Revenues surge as agencies adapt to health-tech, payer trends

Big multinational healthcare corporations are not usually known for agility. Fortunately, the trends they observe, but cannot quickly exploit due to size and silos, are those which their agencies have jumped on.

In 2015, from a biopharma perspective, two biggies were the intersection with health tech startups on innovation and the escalation of tension by payers to a sometimes exclusionary degree. In the past 12 months, nearly 20% of healthcare communications shops added practices that turned both of these opportunities into offerings.

As Ed Wise, CEO of Omnicom Health, said, “We are putting ourselves in a position to open those innovative doors for our clients. We know none of us can do this alone, so we are becoming super-partners to technology companies, we are becoming super-collaborators among our sister companies, and we are reaching into other industries and verticals to bring the best thinking to our client.”


Their trend-spotting alacrity contributed to a 14.4% surge in revenue last year, to nearly $4.2 billion, according to information provided by the top 100 firms and MM&M's own estimates.

MM&M compiled revenue data and estimates for all of this year's top 100 agencies. It lacks revenue figures for two of 2014's top 100 firms, one that was founded in 2015 and another formed from the unification of five sibling shops.

Working in the marketing trenches for them were roughly 12,000 creative, account, and digital people, an impressive 20% surge in the workforce from the year before.


For most firms in the Top 100, which are split evenly between independents and subsidiaries, growth came from a mixture of top- and bottom-line sales, and from new and organic business.

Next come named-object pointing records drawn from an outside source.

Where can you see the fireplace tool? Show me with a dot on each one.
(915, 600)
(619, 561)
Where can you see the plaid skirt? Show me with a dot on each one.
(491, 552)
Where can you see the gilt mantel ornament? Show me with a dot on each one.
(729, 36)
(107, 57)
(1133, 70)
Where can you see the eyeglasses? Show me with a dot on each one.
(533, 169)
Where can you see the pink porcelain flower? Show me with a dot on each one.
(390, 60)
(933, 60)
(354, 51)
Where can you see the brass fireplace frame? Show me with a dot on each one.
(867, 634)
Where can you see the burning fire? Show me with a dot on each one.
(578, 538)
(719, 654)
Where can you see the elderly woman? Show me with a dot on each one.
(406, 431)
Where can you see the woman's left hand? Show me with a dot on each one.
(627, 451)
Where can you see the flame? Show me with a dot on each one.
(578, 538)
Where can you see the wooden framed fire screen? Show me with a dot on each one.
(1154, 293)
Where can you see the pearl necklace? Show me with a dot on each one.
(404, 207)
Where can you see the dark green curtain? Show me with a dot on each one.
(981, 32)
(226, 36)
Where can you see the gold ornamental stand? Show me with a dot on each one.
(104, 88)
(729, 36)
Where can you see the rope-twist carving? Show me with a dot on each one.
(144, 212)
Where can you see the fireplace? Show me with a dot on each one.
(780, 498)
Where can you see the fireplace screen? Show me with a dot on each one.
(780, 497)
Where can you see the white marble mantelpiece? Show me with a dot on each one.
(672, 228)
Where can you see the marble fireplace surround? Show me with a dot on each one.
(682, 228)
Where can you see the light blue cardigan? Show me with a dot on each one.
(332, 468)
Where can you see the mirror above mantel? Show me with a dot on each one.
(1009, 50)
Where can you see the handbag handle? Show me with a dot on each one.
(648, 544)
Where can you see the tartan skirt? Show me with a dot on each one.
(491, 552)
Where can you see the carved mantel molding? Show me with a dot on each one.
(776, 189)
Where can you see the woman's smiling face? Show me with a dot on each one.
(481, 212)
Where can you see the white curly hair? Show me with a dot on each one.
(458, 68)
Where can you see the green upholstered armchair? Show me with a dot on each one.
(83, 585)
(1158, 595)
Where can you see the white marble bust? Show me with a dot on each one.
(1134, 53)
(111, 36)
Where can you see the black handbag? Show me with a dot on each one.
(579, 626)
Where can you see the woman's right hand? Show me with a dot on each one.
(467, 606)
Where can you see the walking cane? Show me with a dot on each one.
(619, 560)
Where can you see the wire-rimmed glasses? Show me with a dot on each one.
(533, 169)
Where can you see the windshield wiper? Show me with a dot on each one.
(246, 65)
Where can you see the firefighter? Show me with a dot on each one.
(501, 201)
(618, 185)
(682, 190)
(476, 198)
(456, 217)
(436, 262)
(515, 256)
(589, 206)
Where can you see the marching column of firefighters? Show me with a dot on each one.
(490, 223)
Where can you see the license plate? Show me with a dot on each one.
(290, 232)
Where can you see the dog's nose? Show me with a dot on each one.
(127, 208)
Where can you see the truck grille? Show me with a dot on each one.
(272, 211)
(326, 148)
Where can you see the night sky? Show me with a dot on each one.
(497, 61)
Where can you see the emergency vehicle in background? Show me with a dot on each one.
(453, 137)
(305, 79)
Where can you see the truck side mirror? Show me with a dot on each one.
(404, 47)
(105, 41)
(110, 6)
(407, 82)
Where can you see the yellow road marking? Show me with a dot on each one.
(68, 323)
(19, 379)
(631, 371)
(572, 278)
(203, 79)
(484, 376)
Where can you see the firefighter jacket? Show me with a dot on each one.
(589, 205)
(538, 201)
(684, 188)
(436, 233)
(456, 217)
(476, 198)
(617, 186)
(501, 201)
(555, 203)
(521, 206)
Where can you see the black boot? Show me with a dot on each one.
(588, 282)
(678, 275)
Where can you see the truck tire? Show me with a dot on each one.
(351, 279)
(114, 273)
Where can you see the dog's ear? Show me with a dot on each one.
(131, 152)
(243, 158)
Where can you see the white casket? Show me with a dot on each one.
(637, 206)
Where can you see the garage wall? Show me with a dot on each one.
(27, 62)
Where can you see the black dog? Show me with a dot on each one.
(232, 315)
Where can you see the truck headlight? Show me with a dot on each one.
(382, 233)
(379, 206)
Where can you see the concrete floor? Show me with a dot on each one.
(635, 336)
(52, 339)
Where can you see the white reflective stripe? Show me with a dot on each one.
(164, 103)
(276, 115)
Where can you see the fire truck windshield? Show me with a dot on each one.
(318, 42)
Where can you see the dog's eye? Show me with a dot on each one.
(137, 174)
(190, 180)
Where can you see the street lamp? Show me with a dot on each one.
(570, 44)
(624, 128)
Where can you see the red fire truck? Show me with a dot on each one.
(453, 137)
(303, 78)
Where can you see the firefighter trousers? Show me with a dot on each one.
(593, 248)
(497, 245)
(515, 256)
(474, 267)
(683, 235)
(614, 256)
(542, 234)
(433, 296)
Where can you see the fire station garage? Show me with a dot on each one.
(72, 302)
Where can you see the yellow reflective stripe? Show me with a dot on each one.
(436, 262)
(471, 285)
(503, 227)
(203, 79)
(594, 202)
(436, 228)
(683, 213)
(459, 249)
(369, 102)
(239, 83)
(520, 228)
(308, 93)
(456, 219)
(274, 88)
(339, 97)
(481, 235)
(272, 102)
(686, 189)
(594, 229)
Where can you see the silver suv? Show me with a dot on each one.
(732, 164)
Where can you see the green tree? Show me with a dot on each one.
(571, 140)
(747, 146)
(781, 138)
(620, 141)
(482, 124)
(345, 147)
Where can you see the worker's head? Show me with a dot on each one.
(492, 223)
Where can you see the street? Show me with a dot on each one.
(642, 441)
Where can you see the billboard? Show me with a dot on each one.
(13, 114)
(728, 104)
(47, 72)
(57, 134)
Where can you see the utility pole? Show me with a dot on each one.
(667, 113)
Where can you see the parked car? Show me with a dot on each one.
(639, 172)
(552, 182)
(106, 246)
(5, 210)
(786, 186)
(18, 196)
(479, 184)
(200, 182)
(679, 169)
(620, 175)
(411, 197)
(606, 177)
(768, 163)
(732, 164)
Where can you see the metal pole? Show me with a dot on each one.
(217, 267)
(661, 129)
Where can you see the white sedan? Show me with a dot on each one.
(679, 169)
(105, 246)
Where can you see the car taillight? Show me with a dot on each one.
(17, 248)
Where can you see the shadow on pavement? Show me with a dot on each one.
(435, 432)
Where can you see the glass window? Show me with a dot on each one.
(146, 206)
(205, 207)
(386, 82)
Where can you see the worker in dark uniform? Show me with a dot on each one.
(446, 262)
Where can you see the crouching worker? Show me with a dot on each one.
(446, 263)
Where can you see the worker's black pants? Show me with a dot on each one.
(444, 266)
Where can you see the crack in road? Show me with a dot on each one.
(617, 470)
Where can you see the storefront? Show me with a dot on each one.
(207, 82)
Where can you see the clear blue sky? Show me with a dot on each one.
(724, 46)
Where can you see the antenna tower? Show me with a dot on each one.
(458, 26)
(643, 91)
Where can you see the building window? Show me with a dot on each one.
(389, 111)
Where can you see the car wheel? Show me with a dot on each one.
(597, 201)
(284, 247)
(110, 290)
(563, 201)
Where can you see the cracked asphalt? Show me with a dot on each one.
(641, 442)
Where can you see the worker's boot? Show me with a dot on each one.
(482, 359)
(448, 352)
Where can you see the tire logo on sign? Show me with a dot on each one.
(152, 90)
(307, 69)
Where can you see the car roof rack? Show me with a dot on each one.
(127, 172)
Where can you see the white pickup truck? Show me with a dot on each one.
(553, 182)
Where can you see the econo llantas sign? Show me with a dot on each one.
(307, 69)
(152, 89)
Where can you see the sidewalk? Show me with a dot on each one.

We know, anecdotally from FDA approvals, that the industry's launch work, in addition to a fair bit of its lifecycle management duty, lies in oncology, specialty areas, and rare diseases, and that access and reimbursement remain drivers.

Read more: How healthcare agencies are evolving their service models

And while a key area of focus is around technology, including data and analytics, for the 68 agencies responding to this question, the bread and butter is still digital/web/mobile work aimed at HCPs and patients, both of which account for about 25% of billings, followed by sales materials (16%) and professional print ads (8%). All of these tactics remained stable.

Incidentally, the amount of ink spilled on DTC advertising — a lightning rod for controversy this past tear — belies its prominence in the list of agencies' top billable services. The “glamorous” area of consumer broadcast actually took a backseat to the more staid areas of medical education and direct marketing channels.

And so far in 2016, the majority (70%) of the 83 that answered this question said that their business is looking up in the new year.


Let's start with what they're not sweating over. Regulatory concerns, for one, were not cited by anyone as a major challenge in ‘15. Neither is scrutiny around social media setting off the same alarm bells as it has in years past. Is it a sign pharma marketers have finally cracked the code when it comes to working with their MLR colleagues in thorny areas like participating on social platforms? Perhaps.

After all the restructuring and horizontality this year among the holding companies, it's also somewhat surprising that network relationships/agency consolidation registered as being a relatively minor worry.

Read the 2016 Agency Issue

On the other hand, talent acquisition and retention was named the biggest concern for 2015 among the 83 respondents. This reflects the fierce talent war playing out as agencies try to staff up ahead of where business is heading. Communications is an endeavor rooted in having the best people, and the last thing agencies want to have to do is scramble for senior folks during a client onboarding.

Also garnering 5's on our 1-5 scale of top challenges: managing growth and increased concern around pricing. Medium challenges included shrinking pharma budgets and replenishing the new business pipeline.


The continued shift toward mobile/digital, the need to create more and better content and experiences, and more personalization of communications (especially targeting audiences using new media tech) were three trends the 83 respondents heralded as areas of ongoing demand.

It's likewise a good bet, agencies said, that the specialty drugs/high-science categories will continue to fuel their work stream. That, of course, is a byproduct of pharma pipelines skewing toward areas of unmet need.

What's not likely to be a major focal point, they said, are regulatory changes, which again suggests either a comfort level with compliance or merely that no major new regulatory guidance is expected near term.